Some Books I’ve Noticed
Now that Thanksgiving weekend has finally come to a close, I have a bit of time to let you know about one or two odd and interesting books I've noticed lately. I happen to think that Ken Kesey's One Flew Over the Cuckoo's Nest is one of the more enjoyable books I've ever read, and I also loved reading about Kesey in Tom Wolfe's The Electric Kool-Aid Acid Test (which, by the way is fantastic if read back to back with Hunter S. Thompson's Hell's Angels since the books tell essentially the same story but with different points of view and writing styles). So, I was rather intrigued when I came across Kesey's Jail Journal. It's a colorful amalgamation of collages, drawings, and text that he created during various stints behind bars over the course of thirty years.Another interesting looking book is Six Feet Under: Better Living Through Death which is a companion book to the HBO series.
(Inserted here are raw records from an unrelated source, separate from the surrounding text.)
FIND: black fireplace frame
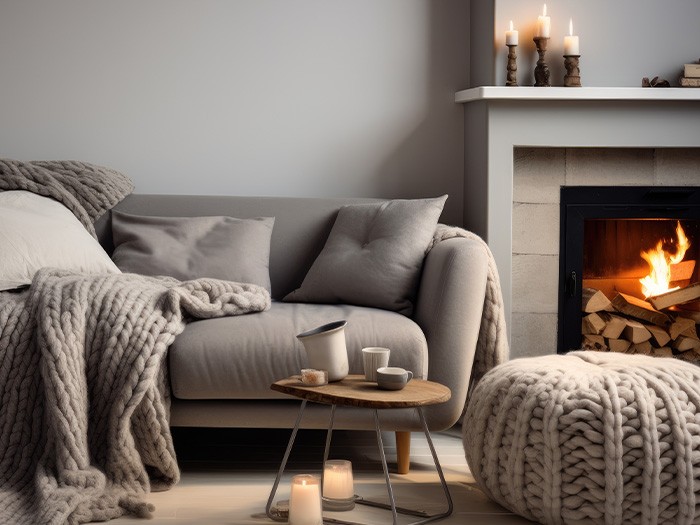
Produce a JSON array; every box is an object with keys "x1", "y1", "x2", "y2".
[{"x1": 557, "y1": 186, "x2": 700, "y2": 354}]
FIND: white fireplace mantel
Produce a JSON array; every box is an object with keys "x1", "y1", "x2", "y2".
[{"x1": 455, "y1": 86, "x2": 700, "y2": 340}]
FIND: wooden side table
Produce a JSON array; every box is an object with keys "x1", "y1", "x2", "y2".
[{"x1": 265, "y1": 375, "x2": 453, "y2": 525}]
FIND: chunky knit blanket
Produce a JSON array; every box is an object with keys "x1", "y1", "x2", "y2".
[
  {"x1": 0, "y1": 161, "x2": 270, "y2": 525},
  {"x1": 428, "y1": 224, "x2": 509, "y2": 400}
]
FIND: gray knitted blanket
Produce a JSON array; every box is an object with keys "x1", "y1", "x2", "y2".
[
  {"x1": 428, "y1": 224, "x2": 509, "y2": 400},
  {"x1": 0, "y1": 161, "x2": 270, "y2": 525}
]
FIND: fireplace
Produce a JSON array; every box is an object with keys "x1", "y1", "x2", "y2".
[{"x1": 557, "y1": 186, "x2": 700, "y2": 363}]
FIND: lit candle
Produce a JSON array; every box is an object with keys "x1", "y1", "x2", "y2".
[
  {"x1": 536, "y1": 4, "x2": 552, "y2": 38},
  {"x1": 506, "y1": 20, "x2": 518, "y2": 46},
  {"x1": 289, "y1": 474, "x2": 323, "y2": 525},
  {"x1": 564, "y1": 18, "x2": 580, "y2": 55}
]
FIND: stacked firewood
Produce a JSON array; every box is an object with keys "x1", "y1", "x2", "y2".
[{"x1": 581, "y1": 282, "x2": 700, "y2": 364}]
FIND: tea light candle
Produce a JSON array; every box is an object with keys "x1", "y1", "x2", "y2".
[
  {"x1": 506, "y1": 20, "x2": 518, "y2": 46},
  {"x1": 301, "y1": 368, "x2": 328, "y2": 386},
  {"x1": 564, "y1": 18, "x2": 580, "y2": 55},
  {"x1": 289, "y1": 474, "x2": 323, "y2": 525},
  {"x1": 536, "y1": 4, "x2": 552, "y2": 38}
]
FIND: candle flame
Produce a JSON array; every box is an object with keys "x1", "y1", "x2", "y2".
[{"x1": 639, "y1": 221, "x2": 690, "y2": 297}]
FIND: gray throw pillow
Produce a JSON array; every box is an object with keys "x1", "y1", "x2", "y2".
[
  {"x1": 112, "y1": 211, "x2": 275, "y2": 291},
  {"x1": 284, "y1": 195, "x2": 447, "y2": 315}
]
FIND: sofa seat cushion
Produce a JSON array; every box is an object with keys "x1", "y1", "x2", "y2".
[{"x1": 169, "y1": 302, "x2": 428, "y2": 399}]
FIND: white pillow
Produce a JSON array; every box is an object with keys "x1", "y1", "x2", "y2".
[{"x1": 0, "y1": 191, "x2": 121, "y2": 290}]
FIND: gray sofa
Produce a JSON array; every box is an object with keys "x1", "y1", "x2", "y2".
[{"x1": 96, "y1": 194, "x2": 487, "y2": 458}]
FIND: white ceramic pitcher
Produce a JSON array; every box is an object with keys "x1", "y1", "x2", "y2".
[{"x1": 297, "y1": 321, "x2": 350, "y2": 381}]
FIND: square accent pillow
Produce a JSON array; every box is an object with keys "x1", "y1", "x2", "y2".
[
  {"x1": 112, "y1": 211, "x2": 275, "y2": 291},
  {"x1": 0, "y1": 190, "x2": 120, "y2": 290},
  {"x1": 284, "y1": 195, "x2": 447, "y2": 315}
]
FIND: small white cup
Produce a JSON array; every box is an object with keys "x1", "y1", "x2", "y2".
[
  {"x1": 377, "y1": 366, "x2": 413, "y2": 390},
  {"x1": 362, "y1": 346, "x2": 391, "y2": 382}
]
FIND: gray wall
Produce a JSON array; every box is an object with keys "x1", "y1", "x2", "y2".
[
  {"x1": 482, "y1": 0, "x2": 700, "y2": 86},
  {"x1": 0, "y1": 0, "x2": 469, "y2": 223}
]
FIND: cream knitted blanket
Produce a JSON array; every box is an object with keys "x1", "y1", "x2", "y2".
[{"x1": 0, "y1": 161, "x2": 270, "y2": 525}]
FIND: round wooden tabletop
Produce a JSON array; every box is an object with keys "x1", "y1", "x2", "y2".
[{"x1": 270, "y1": 375, "x2": 452, "y2": 408}]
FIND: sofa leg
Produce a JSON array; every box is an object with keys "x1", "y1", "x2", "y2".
[{"x1": 396, "y1": 431, "x2": 411, "y2": 474}]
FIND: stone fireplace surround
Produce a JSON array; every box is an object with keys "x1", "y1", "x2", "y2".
[{"x1": 456, "y1": 87, "x2": 700, "y2": 358}]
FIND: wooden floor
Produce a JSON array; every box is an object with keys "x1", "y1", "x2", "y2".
[{"x1": 104, "y1": 429, "x2": 530, "y2": 525}]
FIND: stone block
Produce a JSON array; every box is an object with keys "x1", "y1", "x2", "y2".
[
  {"x1": 513, "y1": 148, "x2": 566, "y2": 204},
  {"x1": 566, "y1": 148, "x2": 654, "y2": 186},
  {"x1": 654, "y1": 148, "x2": 700, "y2": 186},
  {"x1": 513, "y1": 203, "x2": 559, "y2": 255},
  {"x1": 510, "y1": 313, "x2": 557, "y2": 359},
  {"x1": 512, "y1": 255, "x2": 559, "y2": 314}
]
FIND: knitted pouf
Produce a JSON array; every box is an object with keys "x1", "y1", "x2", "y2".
[{"x1": 463, "y1": 352, "x2": 700, "y2": 524}]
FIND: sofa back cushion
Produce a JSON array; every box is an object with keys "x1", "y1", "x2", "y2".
[
  {"x1": 95, "y1": 194, "x2": 380, "y2": 299},
  {"x1": 112, "y1": 211, "x2": 275, "y2": 291}
]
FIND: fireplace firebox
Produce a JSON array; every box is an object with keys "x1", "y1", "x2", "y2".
[{"x1": 557, "y1": 186, "x2": 700, "y2": 363}]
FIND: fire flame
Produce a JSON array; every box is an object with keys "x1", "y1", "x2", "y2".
[{"x1": 639, "y1": 221, "x2": 690, "y2": 298}]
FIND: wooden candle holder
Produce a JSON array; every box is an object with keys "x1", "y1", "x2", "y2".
[
  {"x1": 506, "y1": 44, "x2": 518, "y2": 86},
  {"x1": 533, "y1": 36, "x2": 551, "y2": 87},
  {"x1": 564, "y1": 55, "x2": 581, "y2": 87}
]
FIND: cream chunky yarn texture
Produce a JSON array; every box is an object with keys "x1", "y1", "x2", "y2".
[
  {"x1": 0, "y1": 161, "x2": 270, "y2": 525},
  {"x1": 463, "y1": 352, "x2": 700, "y2": 524}
]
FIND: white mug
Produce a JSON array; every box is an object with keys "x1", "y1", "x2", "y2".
[
  {"x1": 377, "y1": 366, "x2": 413, "y2": 390},
  {"x1": 362, "y1": 346, "x2": 391, "y2": 381}
]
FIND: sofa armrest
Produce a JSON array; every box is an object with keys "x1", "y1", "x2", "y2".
[{"x1": 413, "y1": 238, "x2": 488, "y2": 430}]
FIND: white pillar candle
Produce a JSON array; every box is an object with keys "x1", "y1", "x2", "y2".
[
  {"x1": 289, "y1": 474, "x2": 323, "y2": 525},
  {"x1": 323, "y1": 459, "x2": 355, "y2": 499},
  {"x1": 536, "y1": 4, "x2": 552, "y2": 38},
  {"x1": 506, "y1": 20, "x2": 518, "y2": 46},
  {"x1": 564, "y1": 18, "x2": 580, "y2": 55}
]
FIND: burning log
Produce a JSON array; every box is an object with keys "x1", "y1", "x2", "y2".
[
  {"x1": 581, "y1": 288, "x2": 611, "y2": 314},
  {"x1": 669, "y1": 261, "x2": 695, "y2": 282},
  {"x1": 649, "y1": 282, "x2": 700, "y2": 310},
  {"x1": 612, "y1": 293, "x2": 671, "y2": 326}
]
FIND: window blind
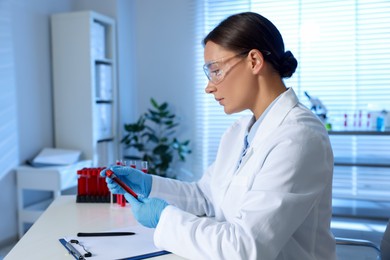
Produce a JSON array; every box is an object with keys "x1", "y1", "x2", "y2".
[
  {"x1": 195, "y1": 0, "x2": 390, "y2": 201},
  {"x1": 0, "y1": 0, "x2": 18, "y2": 179}
]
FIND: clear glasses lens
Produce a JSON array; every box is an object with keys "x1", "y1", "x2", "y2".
[{"x1": 203, "y1": 62, "x2": 224, "y2": 84}]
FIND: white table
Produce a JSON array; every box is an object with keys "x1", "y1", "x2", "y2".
[{"x1": 4, "y1": 195, "x2": 183, "y2": 260}]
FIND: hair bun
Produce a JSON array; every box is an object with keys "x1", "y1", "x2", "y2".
[{"x1": 279, "y1": 51, "x2": 298, "y2": 78}]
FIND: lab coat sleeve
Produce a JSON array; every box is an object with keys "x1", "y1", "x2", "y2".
[
  {"x1": 149, "y1": 165, "x2": 215, "y2": 216},
  {"x1": 154, "y1": 125, "x2": 333, "y2": 259}
]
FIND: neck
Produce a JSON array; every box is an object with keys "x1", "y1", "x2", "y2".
[{"x1": 252, "y1": 75, "x2": 287, "y2": 120}]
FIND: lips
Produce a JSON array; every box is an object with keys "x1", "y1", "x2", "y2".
[{"x1": 215, "y1": 98, "x2": 224, "y2": 105}]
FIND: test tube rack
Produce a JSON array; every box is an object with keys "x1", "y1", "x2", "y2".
[{"x1": 76, "y1": 167, "x2": 116, "y2": 203}]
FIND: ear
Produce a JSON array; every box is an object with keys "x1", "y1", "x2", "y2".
[{"x1": 248, "y1": 49, "x2": 264, "y2": 74}]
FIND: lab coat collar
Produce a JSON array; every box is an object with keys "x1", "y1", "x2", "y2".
[{"x1": 253, "y1": 88, "x2": 299, "y2": 147}]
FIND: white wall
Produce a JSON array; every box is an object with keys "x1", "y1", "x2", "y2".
[
  {"x1": 0, "y1": 0, "x2": 72, "y2": 248},
  {"x1": 135, "y1": 0, "x2": 200, "y2": 179},
  {"x1": 0, "y1": 0, "x2": 195, "y2": 246}
]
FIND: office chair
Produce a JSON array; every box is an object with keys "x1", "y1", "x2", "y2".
[{"x1": 335, "y1": 220, "x2": 390, "y2": 260}]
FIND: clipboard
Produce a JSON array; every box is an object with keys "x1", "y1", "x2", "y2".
[{"x1": 59, "y1": 226, "x2": 171, "y2": 260}]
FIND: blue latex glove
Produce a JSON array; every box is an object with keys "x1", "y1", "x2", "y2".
[
  {"x1": 100, "y1": 165, "x2": 152, "y2": 197},
  {"x1": 125, "y1": 193, "x2": 168, "y2": 228}
]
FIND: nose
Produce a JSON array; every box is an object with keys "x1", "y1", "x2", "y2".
[{"x1": 205, "y1": 81, "x2": 217, "y2": 94}]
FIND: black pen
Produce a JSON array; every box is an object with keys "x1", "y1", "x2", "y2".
[
  {"x1": 77, "y1": 232, "x2": 135, "y2": 237},
  {"x1": 65, "y1": 241, "x2": 85, "y2": 260}
]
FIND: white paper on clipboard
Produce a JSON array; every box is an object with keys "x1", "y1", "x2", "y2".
[{"x1": 64, "y1": 225, "x2": 169, "y2": 260}]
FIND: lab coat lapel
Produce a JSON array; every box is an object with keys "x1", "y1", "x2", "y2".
[{"x1": 253, "y1": 88, "x2": 299, "y2": 147}]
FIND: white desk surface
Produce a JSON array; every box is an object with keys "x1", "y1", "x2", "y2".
[{"x1": 4, "y1": 195, "x2": 183, "y2": 260}]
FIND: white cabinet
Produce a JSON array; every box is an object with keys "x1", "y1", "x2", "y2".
[
  {"x1": 51, "y1": 11, "x2": 120, "y2": 166},
  {"x1": 16, "y1": 161, "x2": 91, "y2": 238}
]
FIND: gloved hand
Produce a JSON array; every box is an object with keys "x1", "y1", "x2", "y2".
[
  {"x1": 125, "y1": 193, "x2": 168, "y2": 228},
  {"x1": 100, "y1": 165, "x2": 152, "y2": 197}
]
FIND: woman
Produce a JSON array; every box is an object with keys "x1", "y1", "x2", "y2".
[{"x1": 102, "y1": 12, "x2": 335, "y2": 260}]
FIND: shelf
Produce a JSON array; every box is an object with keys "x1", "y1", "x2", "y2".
[
  {"x1": 334, "y1": 157, "x2": 390, "y2": 168},
  {"x1": 95, "y1": 58, "x2": 113, "y2": 65},
  {"x1": 23, "y1": 199, "x2": 53, "y2": 211},
  {"x1": 328, "y1": 130, "x2": 390, "y2": 135}
]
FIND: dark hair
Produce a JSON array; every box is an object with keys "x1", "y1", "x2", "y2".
[{"x1": 203, "y1": 12, "x2": 298, "y2": 78}]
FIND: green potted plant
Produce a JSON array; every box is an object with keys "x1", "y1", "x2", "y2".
[{"x1": 121, "y1": 98, "x2": 191, "y2": 178}]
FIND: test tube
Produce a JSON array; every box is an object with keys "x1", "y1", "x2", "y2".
[
  {"x1": 129, "y1": 160, "x2": 137, "y2": 169},
  {"x1": 141, "y1": 161, "x2": 148, "y2": 173}
]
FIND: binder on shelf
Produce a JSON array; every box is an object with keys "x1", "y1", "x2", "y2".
[
  {"x1": 95, "y1": 103, "x2": 113, "y2": 140},
  {"x1": 91, "y1": 21, "x2": 106, "y2": 59},
  {"x1": 96, "y1": 63, "x2": 112, "y2": 101}
]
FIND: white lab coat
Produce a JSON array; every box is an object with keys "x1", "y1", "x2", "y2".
[{"x1": 150, "y1": 89, "x2": 336, "y2": 260}]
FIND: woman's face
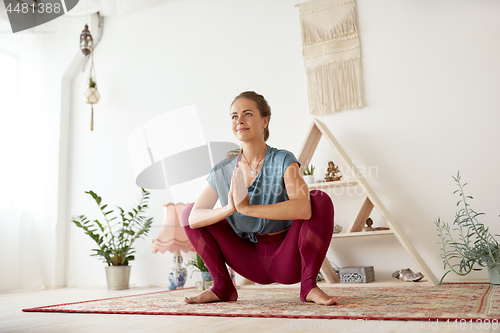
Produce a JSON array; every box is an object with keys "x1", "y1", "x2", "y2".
[{"x1": 230, "y1": 98, "x2": 268, "y2": 141}]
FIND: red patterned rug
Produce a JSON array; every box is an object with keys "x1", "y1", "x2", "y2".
[{"x1": 23, "y1": 283, "x2": 500, "y2": 322}]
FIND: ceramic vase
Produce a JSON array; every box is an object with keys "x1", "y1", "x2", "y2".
[
  {"x1": 105, "y1": 266, "x2": 131, "y2": 290},
  {"x1": 168, "y1": 250, "x2": 187, "y2": 289},
  {"x1": 201, "y1": 272, "x2": 214, "y2": 281}
]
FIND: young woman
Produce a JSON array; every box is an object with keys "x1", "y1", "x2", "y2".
[{"x1": 182, "y1": 91, "x2": 335, "y2": 305}]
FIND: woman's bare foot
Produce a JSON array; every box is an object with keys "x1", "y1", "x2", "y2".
[
  {"x1": 184, "y1": 289, "x2": 220, "y2": 304},
  {"x1": 306, "y1": 287, "x2": 337, "y2": 305}
]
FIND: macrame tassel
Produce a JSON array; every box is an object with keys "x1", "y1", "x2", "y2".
[
  {"x1": 306, "y1": 58, "x2": 363, "y2": 115},
  {"x1": 301, "y1": 7, "x2": 357, "y2": 45},
  {"x1": 299, "y1": 0, "x2": 363, "y2": 115}
]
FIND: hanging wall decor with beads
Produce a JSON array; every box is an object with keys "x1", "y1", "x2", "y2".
[
  {"x1": 299, "y1": 0, "x2": 363, "y2": 115},
  {"x1": 83, "y1": 50, "x2": 101, "y2": 131}
]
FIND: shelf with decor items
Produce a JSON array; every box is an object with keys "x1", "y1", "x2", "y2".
[
  {"x1": 298, "y1": 118, "x2": 438, "y2": 286},
  {"x1": 240, "y1": 118, "x2": 438, "y2": 287}
]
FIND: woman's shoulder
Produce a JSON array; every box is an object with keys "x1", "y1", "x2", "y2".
[
  {"x1": 269, "y1": 147, "x2": 296, "y2": 159},
  {"x1": 214, "y1": 155, "x2": 239, "y2": 170}
]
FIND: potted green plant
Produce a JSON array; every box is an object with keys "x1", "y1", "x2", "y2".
[
  {"x1": 186, "y1": 253, "x2": 213, "y2": 281},
  {"x1": 302, "y1": 164, "x2": 315, "y2": 185},
  {"x1": 435, "y1": 172, "x2": 500, "y2": 284},
  {"x1": 72, "y1": 189, "x2": 153, "y2": 290}
]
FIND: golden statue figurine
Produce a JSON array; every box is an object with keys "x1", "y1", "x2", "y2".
[
  {"x1": 363, "y1": 218, "x2": 389, "y2": 231},
  {"x1": 325, "y1": 161, "x2": 342, "y2": 182}
]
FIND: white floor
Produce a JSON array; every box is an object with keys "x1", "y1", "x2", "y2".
[{"x1": 0, "y1": 288, "x2": 500, "y2": 333}]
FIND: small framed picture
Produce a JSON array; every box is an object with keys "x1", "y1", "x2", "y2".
[{"x1": 195, "y1": 281, "x2": 203, "y2": 290}]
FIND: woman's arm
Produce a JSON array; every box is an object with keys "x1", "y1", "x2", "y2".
[
  {"x1": 189, "y1": 185, "x2": 236, "y2": 229},
  {"x1": 231, "y1": 162, "x2": 312, "y2": 220}
]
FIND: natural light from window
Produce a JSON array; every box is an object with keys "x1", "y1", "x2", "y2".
[{"x1": 0, "y1": 50, "x2": 18, "y2": 209}]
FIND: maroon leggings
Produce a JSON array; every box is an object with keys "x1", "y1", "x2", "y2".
[{"x1": 182, "y1": 190, "x2": 333, "y2": 302}]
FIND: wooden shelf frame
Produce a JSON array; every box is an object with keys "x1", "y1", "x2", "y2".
[
  {"x1": 298, "y1": 118, "x2": 438, "y2": 286},
  {"x1": 240, "y1": 118, "x2": 439, "y2": 287}
]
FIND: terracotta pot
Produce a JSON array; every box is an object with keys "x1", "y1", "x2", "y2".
[
  {"x1": 488, "y1": 264, "x2": 500, "y2": 284},
  {"x1": 105, "y1": 266, "x2": 131, "y2": 290}
]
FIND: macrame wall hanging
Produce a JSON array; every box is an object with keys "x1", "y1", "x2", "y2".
[
  {"x1": 83, "y1": 49, "x2": 101, "y2": 131},
  {"x1": 298, "y1": 0, "x2": 363, "y2": 115}
]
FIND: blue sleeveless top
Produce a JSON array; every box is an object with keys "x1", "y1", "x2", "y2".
[{"x1": 207, "y1": 146, "x2": 300, "y2": 243}]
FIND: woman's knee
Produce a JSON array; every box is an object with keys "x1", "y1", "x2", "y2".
[
  {"x1": 181, "y1": 202, "x2": 194, "y2": 227},
  {"x1": 310, "y1": 190, "x2": 334, "y2": 217}
]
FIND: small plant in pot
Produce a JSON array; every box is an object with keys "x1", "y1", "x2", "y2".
[
  {"x1": 302, "y1": 164, "x2": 315, "y2": 185},
  {"x1": 72, "y1": 189, "x2": 153, "y2": 290},
  {"x1": 186, "y1": 253, "x2": 213, "y2": 281},
  {"x1": 435, "y1": 173, "x2": 500, "y2": 284}
]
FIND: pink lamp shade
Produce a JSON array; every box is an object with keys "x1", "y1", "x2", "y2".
[{"x1": 151, "y1": 203, "x2": 194, "y2": 253}]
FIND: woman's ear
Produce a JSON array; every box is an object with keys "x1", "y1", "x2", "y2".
[{"x1": 262, "y1": 117, "x2": 269, "y2": 129}]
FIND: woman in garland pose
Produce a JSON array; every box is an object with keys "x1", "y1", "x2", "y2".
[{"x1": 182, "y1": 91, "x2": 336, "y2": 305}]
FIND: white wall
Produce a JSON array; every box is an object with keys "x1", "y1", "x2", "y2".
[
  {"x1": 68, "y1": 0, "x2": 500, "y2": 287},
  {"x1": 0, "y1": 13, "x2": 83, "y2": 292}
]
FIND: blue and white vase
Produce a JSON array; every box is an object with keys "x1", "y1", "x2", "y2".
[{"x1": 168, "y1": 250, "x2": 187, "y2": 289}]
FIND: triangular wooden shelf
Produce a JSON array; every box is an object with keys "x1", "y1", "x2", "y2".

I'm not a big fan of TV show companion books. They are nearly always hastily produced assemblages of screen captures and mind-numbingly idiotic text, but this one appears to break the mold a bit. The book isn't an episode guide; instead it meanders through various backstories in an appropriately eerie sort of way, with lots of odd photos and ephmera related to the show. In that sense it's interesting for what it is, but it's also a triumph in book design. The book slides into this odd, plastic, vertical slip cover that is faintly reminiscent of a coffin, and the book itself lacks a traditional spine, and instead appears to be a series of booklets artfully woven together.Finally, I'm sure all the Mcsweeney's watchers have seen this item, which for me falls into the annoying "weird for the sake of being weird" category. Projects like William T. Vollman's Rising Up and Rising Down keep me interested, but it bugs me to see McSweeney's squandering the advantages they have over other independent publishers with so much forced silliness and ironic posturing.